Foetal Hb - predominant from week 12, has greater affinity for O2 as doesn’t bind 2,3-DPG effectively.
Higher Hb concentration.
More maternal production of 2,3-DPG
What is the double Bohr effect
When CO2 enters intervillous blood get lower pH so reduced affinity of Hb for O2;
As CO2 is lost, pH increases so Bohr effect increases affinity of Hb for O2.
This produces a left shift on the Hb curve
What controls CO2 transfer in pregnancy?
Progesterone-driven hyperventilation, hence lower pCO2 in maternal blood
Double Haldane effect – foetus gives up and accepts O2/ CO2, so no alterations in local pH.
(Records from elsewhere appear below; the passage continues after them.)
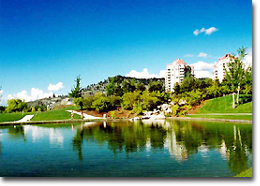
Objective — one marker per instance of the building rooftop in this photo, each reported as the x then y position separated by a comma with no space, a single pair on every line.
177,61
226,56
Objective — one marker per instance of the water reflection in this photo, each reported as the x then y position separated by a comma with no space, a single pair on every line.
181,139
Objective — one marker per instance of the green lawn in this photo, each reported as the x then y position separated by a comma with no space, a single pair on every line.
224,105
242,117
246,173
4,117
59,114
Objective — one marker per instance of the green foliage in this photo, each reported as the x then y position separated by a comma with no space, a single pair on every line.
76,91
4,117
59,114
33,109
224,105
129,99
16,105
175,109
129,85
156,86
140,101
79,102
112,114
102,103
114,88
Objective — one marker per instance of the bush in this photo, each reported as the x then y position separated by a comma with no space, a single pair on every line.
102,104
16,105
245,98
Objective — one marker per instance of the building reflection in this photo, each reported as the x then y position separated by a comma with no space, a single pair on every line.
181,139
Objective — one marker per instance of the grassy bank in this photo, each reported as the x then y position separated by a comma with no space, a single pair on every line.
221,108
224,105
4,117
246,173
56,114
242,117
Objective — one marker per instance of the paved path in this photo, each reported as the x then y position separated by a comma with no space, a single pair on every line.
25,119
86,116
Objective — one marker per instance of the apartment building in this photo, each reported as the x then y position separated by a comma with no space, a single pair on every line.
175,73
220,66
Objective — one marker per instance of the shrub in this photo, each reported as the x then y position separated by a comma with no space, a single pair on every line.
102,104
16,105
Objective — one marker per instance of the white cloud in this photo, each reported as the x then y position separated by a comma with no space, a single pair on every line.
202,54
203,69
1,93
206,31
196,32
144,74
248,59
162,73
55,87
211,30
35,94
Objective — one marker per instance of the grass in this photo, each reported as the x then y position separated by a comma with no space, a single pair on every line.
4,117
241,117
224,105
57,114
246,173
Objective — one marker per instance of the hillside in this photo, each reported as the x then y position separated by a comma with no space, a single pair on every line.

Summarise foetal circulation
Receive oxygenated blood from mother via placenta in umbilical vein
Return to placenta via the umbilical arteries.
Small amount of blood still goes from RA to RV so muscles don’t atrophy, and also to lungs for their growth and development.
What occurs at the ductus venosus?
Blood bypasses liver into IVC then RA, to maintain saturation.
What occurs at the ductus arteriosus
Blood goes from pulmonary trunk to aorta to avoid non-functional lungs
What occurs at the foramen ovale
RA pressure>LA pressure, so blood goes into LA (after birth LA pressure higher so FA shuts).
How does the foetus respond to hypoxia?
Redistribution of flow to protect heart and brain (so less to GI, kidneys)
Slowing of HR to decrease O2 demand (low PO2 or high pCO2 stimulates foetal chemoreceptors; vagus stimulation activates bradycardia - unlike in adults when low O2 causes tachycardia)
Describe the effects on the foetus of poor nutrition in pregnancy
Growth restrictions.
Can be symmetrical (generalised, proportional) or asymmetrical (abdomen growth lags but head normal)
Describe the formation of amniotic fluid
Pre W8 is made by the transudation of fluid across the amnion and foetal skin
Inhalation of AF develops lungs, while GI absorbs essential water + electrolytes.
Later is mostly urine which begins to be made in W9.
Composition: 98% water, also has urea, electrolytes, creatinine, glucose.
Describe bilirubin metabolism in the foetus
During gestation clearance of fetal bilirubin is handled by the placenta.
Foetus cannot conjugate bilirubin due to immaturity of liver and intestinal processes, so physiological jaundice is common.